I stumbled across this video on YouTube the other day. It’s a video essay by Trevor Poelman, about the difficulties that people in churches have with seeking and getting treatment for mental illness. The video contains many clips of preachers and sermons talking about various mental health topics. It might be difficult for some viewers. However, I think the video is worth a watch for anyone who wants to see some of the more extreme things preachers and ministers might say to a congregation.
I’m happy these clips were put in one place.
Over the years, I’ve been told that what I experienced wasn’t the right version or correct version of Christianity. With the clips in the video, I hope it can express the ubiquity of how these allegedly incorrect versions of a faith get around. It helps, because it shows that what I’m talking about actually exists. In a clear format. Without ambiguity.

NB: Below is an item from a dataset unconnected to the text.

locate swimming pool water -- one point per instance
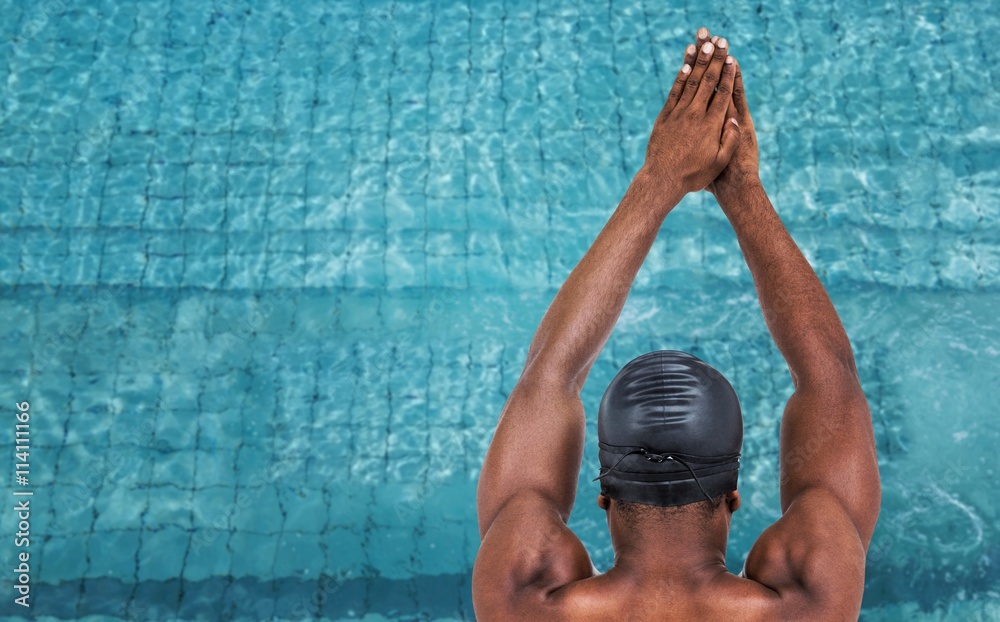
(270, 268)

To be clear, nothing in Mr. Poelman’s video was new to me. I heard sermons on the radio and on Sundays about how magical Jesus will cure all my ills. If I’m not sure, I’m the one who’s wrong and broken and the barrier to getting better. To be a good Christian, I had to believe that my only chance at happiness was with the invisible overlord.
Yeah, every ministerial item in that video was something I was exposed to when I was young, except the purity ball stuff. It’s weird now to see it going on, to hear evangelicals talking like Scientologists about psychology and its evils. But it happened. All of it. And it still goes on.
The real good news: mental illness isn’t a sin.
Mental illness doesn’t have to be any of what those pastors, ministers, and con artists said it would be. Churches do not have a monopoly on mental health – no matter how hard they try to sell it. Help and hope can be found outside the church.